Saturday, 13 August 2011

Facebook Strategies for Business Firms

How social media marketing strategies can be a  playing field for small firms and career-minded professionals. But will it work for you? Fac...

How social media marketing strategies can be a  playing field for small firms and career-minded professionals. But will it work for you?
Facebook, LinkedIn and Twitter are ushering in a new age of opportunity for business firms and professionals. The technologies and tactics of new social media marketing can provide businesses with never-before-seen avenues for connecting with clients and employees.

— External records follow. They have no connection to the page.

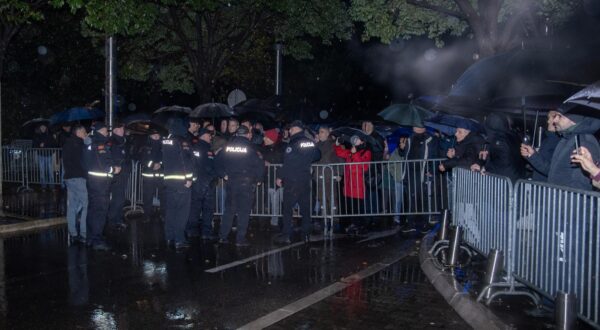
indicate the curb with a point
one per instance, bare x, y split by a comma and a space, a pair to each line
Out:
474, 313
18, 228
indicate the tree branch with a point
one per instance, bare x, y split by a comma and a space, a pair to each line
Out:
439, 9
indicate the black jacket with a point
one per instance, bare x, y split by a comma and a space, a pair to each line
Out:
203, 162
560, 170
73, 162
176, 160
43, 140
98, 158
543, 157
299, 155
504, 157
467, 152
239, 161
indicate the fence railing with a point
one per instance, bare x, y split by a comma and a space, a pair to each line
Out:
550, 235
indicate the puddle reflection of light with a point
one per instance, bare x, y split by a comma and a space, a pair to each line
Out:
103, 320
155, 271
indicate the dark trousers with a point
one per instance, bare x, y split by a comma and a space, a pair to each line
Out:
117, 199
177, 209
98, 194
239, 197
296, 192
203, 207
150, 186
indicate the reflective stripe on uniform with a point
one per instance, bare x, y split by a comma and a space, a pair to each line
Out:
100, 174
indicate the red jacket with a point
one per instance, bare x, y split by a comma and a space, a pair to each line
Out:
354, 181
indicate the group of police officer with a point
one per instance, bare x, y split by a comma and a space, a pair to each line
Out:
183, 170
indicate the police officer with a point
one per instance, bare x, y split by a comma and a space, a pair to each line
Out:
203, 188
119, 182
178, 178
152, 172
242, 168
295, 177
100, 173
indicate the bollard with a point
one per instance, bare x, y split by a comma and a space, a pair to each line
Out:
455, 246
565, 311
494, 268
444, 226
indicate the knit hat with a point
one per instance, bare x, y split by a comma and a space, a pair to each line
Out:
272, 134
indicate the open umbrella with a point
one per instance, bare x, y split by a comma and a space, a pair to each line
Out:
174, 108
76, 114
212, 110
28, 128
141, 123
588, 97
447, 124
406, 114
346, 133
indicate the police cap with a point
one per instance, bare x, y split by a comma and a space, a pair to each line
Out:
242, 130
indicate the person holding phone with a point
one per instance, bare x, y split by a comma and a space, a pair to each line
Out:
560, 168
500, 154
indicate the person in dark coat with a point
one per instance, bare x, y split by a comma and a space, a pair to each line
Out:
544, 153
272, 154
43, 140
561, 171
100, 169
117, 143
75, 176
465, 152
203, 188
326, 178
501, 153
417, 176
242, 168
295, 177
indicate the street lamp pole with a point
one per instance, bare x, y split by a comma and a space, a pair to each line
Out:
110, 83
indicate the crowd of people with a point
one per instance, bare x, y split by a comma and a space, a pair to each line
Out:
182, 169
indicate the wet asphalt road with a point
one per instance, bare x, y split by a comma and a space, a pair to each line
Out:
140, 284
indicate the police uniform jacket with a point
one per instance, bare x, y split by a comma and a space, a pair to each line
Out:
176, 159
203, 162
117, 150
238, 160
98, 158
151, 154
299, 154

This new media in social networking became a medium for the first growth of new advertising and marketing professional service methods. The enduring message from this is that, despite the wonders of the internet, the basics of marketing and delivering professional services remain unchanged. From Facebook to blogs, YouTube to podcasts, email promotions to digital data-mining it’s all electronic all the time. And, in professional services, it’s all social.

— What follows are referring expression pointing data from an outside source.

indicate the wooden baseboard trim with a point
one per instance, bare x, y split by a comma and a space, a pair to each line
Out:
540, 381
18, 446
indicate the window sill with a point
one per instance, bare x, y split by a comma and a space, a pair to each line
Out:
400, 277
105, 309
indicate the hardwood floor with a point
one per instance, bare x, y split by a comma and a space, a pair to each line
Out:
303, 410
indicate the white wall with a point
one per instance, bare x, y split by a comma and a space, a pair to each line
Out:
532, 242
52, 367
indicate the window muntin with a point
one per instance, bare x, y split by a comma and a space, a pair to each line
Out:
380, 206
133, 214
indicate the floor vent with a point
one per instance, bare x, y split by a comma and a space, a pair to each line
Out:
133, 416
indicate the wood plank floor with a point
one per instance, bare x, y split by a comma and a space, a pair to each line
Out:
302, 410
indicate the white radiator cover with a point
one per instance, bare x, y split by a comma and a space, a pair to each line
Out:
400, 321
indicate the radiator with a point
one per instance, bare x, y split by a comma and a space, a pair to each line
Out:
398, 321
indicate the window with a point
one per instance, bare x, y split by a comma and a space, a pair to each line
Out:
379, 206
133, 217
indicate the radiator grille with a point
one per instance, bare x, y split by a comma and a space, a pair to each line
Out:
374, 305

For instance, worries that web sites like Facebook will undermine personal or staff productivity or threaten privacy and security are overblown. They probably said the same thing when the first telephones started appearing in firms. You manage it, like everything else.”
In the same vein, the advent of social media shouldn’t change your fundamental business or marketing strategy. “Social media” is no more a strategy than the Chamber of Commerce is a strategy. It’s just a tool.

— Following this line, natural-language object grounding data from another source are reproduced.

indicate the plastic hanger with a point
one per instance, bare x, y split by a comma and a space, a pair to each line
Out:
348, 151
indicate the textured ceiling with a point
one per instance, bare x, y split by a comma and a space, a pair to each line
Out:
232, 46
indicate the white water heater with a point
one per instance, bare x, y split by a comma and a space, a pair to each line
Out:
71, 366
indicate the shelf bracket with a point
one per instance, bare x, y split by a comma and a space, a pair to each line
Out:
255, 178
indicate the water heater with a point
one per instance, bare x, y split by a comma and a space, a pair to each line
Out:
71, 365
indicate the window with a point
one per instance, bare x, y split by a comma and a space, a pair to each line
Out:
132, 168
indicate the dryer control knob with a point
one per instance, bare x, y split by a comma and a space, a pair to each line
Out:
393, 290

But, like many early-stage technologies, the social media phenomenon is helping to level the playing field, giving the smallest businesses and professional practices the same tools, power and reach that have traditionally been deployed by only the largest companies and firms. But making the most of social media is not just about networking; it’s about leverage using messaging in one medium to reinforce messaging in another. For example: A comment from a visitor can be transformed into a client of the business.
Some of the visitors are clients while others may be prospects or becoming clients.
The key, most agree, is to practice a philosophy of generosity and abundance, sharing what you know and a little bit about whom you are and how you think.
It’s really not much different than in the offline world, where you might be mixing at an open bar and explaining the latest tax changes to a new acquaintance. But with social media marketing, you can extend your services exponentially. And many businesses already are. How about you?